27

1.4K 91 1
                                    

"dari mana saja kamu baru pulang sekarang, kamu gak tau ini jam berapa".

Amanda menatap jam besar yang tak jauh darinya, di sana jarum sudah menunjukkan pukul dua pagi.

"Plakk!!!" Satu tamparan keras mengenai pipi Amanda, namun dia sama sekali tidak berkutik.

"Haha, apa kamu mau jadi pelacur seperti ibu kamu" ucap Andi sambil mencengkram rahang Amanda lalu mendorongnya hingga menabrak lemari besar yang ada di belakangnya.

"Argh!!" Erang Amanda kesakitan.

Andi tersenyum miring, dia menyalakan rokok lalu menghisapnya. "Ambilkan aku benda itu" dia menunjuk pemukul baseball.

Dengan ragu salah satu pelayan mengambilnya lalu memberikannya kepada Andi.

"Seharusnya aku melakukan ini dari dulu" ucapnya sambil memukulkan tongkat itu ke Amanda. Dan dengan susah payah Amanda berusaha melindungi kepalanya dengan tangan.

"Buggg!!!".

"Bugg!!!".

"Rasakan!!!".

"Buggg!!" .

"Sialan!!!".

Semua pelayan hanya bisa menonton, mereka sebenarnya merasa iba namun tidak berdaya.
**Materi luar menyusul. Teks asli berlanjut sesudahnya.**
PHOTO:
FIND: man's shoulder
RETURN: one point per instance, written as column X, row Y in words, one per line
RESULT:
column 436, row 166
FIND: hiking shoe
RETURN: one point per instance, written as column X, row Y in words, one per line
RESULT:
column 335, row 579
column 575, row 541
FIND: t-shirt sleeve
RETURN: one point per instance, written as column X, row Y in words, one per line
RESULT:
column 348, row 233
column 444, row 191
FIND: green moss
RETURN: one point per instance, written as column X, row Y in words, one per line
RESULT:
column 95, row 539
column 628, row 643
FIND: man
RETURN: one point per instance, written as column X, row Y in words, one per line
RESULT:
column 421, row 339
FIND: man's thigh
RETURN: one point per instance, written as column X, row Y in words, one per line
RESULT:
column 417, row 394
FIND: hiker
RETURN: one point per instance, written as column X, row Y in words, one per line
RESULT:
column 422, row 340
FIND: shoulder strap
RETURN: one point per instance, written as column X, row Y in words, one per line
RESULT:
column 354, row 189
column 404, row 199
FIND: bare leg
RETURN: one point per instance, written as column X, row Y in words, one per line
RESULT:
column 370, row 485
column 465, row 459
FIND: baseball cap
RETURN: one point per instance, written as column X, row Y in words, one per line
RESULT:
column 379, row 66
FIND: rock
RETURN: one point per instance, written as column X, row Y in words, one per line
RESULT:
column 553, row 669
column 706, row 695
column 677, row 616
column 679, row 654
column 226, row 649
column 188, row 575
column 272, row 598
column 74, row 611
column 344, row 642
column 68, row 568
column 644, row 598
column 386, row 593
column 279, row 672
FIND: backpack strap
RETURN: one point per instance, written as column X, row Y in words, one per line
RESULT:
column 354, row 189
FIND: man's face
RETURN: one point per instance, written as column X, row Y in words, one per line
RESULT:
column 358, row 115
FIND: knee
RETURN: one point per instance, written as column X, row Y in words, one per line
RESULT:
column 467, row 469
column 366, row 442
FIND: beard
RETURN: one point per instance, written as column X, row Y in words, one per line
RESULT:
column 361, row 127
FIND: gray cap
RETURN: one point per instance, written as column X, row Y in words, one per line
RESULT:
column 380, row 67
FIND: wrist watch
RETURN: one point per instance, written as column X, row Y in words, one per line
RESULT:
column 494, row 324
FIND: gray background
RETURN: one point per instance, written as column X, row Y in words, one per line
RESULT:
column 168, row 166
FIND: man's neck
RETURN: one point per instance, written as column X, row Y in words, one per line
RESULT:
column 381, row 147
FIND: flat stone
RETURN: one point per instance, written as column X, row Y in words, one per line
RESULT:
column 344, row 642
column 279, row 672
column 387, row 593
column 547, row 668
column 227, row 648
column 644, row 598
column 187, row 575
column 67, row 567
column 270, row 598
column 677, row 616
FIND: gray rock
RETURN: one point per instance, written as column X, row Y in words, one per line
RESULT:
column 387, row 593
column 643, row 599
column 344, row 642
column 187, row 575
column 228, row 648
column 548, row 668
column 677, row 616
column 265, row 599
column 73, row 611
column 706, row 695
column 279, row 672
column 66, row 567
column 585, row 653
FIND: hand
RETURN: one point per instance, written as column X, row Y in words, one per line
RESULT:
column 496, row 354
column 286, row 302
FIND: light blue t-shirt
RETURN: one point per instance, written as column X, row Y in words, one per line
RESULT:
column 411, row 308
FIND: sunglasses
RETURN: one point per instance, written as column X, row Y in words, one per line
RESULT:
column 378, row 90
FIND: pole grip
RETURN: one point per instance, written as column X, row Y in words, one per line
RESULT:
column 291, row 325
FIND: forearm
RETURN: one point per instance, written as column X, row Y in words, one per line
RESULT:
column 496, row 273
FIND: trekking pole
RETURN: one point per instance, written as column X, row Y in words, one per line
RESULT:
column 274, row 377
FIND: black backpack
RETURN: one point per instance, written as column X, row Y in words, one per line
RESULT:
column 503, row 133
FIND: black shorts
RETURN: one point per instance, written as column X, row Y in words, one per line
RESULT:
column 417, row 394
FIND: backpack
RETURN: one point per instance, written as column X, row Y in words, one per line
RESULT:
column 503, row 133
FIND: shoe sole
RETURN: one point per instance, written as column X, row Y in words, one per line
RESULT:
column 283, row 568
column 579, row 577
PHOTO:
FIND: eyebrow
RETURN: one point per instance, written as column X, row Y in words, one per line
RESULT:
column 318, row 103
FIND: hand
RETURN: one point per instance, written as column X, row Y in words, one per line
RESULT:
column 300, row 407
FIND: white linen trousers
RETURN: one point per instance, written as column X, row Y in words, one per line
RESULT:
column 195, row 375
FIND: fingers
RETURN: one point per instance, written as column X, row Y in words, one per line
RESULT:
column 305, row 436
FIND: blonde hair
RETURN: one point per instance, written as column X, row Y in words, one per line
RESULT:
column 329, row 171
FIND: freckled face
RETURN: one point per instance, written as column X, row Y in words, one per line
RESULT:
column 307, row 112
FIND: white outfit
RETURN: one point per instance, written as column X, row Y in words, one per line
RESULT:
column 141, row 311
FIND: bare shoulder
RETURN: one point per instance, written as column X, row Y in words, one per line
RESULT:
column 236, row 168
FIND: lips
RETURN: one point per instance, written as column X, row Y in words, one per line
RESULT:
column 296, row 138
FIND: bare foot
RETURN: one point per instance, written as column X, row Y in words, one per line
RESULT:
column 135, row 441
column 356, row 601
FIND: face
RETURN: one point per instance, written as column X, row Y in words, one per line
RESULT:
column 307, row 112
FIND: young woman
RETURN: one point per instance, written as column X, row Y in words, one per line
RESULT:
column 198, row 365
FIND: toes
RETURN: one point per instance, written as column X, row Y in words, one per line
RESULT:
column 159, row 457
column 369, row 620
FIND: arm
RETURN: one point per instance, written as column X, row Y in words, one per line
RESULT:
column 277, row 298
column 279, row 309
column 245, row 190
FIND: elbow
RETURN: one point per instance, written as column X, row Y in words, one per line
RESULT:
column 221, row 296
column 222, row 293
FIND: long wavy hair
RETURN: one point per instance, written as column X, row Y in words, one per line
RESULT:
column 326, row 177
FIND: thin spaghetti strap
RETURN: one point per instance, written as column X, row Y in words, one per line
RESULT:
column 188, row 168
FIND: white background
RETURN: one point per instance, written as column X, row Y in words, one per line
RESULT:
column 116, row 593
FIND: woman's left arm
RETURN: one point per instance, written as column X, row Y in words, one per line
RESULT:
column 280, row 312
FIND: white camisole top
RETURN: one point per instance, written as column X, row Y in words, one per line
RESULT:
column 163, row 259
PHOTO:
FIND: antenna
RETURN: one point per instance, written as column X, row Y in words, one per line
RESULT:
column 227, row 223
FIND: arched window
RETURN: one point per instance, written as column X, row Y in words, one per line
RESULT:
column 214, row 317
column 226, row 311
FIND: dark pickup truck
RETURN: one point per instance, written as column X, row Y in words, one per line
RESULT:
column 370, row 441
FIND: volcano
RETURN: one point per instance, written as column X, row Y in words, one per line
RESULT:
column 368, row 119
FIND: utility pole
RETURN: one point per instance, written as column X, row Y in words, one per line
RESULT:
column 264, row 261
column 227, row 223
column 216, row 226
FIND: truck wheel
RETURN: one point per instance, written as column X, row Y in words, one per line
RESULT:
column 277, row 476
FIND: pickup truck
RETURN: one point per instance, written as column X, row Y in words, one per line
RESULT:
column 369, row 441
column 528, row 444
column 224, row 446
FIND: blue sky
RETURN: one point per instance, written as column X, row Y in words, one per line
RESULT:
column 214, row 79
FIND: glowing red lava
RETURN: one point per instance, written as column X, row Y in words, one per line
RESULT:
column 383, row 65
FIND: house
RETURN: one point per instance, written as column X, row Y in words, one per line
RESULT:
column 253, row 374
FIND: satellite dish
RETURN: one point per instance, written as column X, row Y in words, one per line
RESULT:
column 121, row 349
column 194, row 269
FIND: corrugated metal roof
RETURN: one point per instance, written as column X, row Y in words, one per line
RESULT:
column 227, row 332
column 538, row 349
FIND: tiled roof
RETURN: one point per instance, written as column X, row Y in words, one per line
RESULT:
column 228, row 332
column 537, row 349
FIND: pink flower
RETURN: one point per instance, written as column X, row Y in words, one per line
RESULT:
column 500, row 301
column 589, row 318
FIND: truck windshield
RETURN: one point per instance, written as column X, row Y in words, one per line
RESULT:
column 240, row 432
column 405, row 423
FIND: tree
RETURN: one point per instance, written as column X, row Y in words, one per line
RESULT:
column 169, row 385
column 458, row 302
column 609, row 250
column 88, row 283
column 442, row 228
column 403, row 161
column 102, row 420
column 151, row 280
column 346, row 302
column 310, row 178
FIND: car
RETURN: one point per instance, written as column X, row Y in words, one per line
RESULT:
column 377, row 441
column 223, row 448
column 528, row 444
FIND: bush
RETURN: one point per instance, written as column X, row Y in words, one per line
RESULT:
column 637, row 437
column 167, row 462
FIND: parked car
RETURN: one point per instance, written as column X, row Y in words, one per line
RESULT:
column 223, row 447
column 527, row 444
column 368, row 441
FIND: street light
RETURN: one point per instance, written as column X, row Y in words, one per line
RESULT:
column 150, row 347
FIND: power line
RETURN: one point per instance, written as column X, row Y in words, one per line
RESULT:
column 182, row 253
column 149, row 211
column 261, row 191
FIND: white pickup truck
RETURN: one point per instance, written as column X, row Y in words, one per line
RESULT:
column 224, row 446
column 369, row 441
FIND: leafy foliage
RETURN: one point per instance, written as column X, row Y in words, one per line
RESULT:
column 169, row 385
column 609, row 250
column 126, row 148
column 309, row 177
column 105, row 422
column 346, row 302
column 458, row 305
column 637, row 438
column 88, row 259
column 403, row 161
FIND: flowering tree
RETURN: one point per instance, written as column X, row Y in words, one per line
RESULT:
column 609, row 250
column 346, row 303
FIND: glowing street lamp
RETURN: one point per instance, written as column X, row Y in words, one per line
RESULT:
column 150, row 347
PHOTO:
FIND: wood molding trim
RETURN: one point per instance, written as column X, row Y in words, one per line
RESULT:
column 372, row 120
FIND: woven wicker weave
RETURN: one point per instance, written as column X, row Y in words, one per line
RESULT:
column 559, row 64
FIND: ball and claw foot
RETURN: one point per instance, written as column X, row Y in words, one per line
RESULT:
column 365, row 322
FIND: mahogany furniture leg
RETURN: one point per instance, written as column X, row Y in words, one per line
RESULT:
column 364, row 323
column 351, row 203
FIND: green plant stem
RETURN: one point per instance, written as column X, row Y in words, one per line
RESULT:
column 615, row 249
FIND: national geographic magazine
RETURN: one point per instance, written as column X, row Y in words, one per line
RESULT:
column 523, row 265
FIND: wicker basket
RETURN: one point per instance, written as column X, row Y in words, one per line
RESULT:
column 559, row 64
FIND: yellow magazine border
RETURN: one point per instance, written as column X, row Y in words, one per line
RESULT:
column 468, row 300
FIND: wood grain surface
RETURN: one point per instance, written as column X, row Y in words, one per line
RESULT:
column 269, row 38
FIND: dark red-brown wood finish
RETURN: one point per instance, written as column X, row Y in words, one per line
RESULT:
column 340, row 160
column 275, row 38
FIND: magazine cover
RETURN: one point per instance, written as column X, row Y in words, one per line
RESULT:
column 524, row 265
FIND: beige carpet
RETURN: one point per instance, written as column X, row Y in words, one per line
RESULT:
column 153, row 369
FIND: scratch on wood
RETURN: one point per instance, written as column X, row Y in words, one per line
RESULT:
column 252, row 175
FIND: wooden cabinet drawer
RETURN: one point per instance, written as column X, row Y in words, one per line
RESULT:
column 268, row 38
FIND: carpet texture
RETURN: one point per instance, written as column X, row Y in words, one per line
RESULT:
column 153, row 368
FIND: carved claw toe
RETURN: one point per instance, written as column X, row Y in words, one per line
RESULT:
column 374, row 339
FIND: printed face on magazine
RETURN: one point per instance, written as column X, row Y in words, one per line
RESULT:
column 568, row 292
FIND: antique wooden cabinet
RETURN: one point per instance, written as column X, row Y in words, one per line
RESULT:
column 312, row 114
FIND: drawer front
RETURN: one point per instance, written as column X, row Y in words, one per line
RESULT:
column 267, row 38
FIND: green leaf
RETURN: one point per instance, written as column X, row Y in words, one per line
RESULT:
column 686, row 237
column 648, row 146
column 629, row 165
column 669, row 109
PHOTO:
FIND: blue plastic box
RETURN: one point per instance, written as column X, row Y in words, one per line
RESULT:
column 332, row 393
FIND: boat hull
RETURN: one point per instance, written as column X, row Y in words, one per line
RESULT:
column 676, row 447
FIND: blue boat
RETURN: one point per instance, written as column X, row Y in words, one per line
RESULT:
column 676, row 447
Setelah beberapa saat Andi melemparkan tongkat itu ke sembarang arah, dan kini giliran kakinya yang menendang perut Amanda terus menerus.

Dan Andi berhenti ketika Clara menahannya. "Sayang, ini berlebihan. Akan repot jika anak itu mati di sini".

"Yah, kau benar. Sekarang ayo kita tidur" mereka berdua berjalan menuju kamar tanpa melihat Amanda yang susah payah untuk bangkit dengan rasa sakit di sekujur tubuhnya.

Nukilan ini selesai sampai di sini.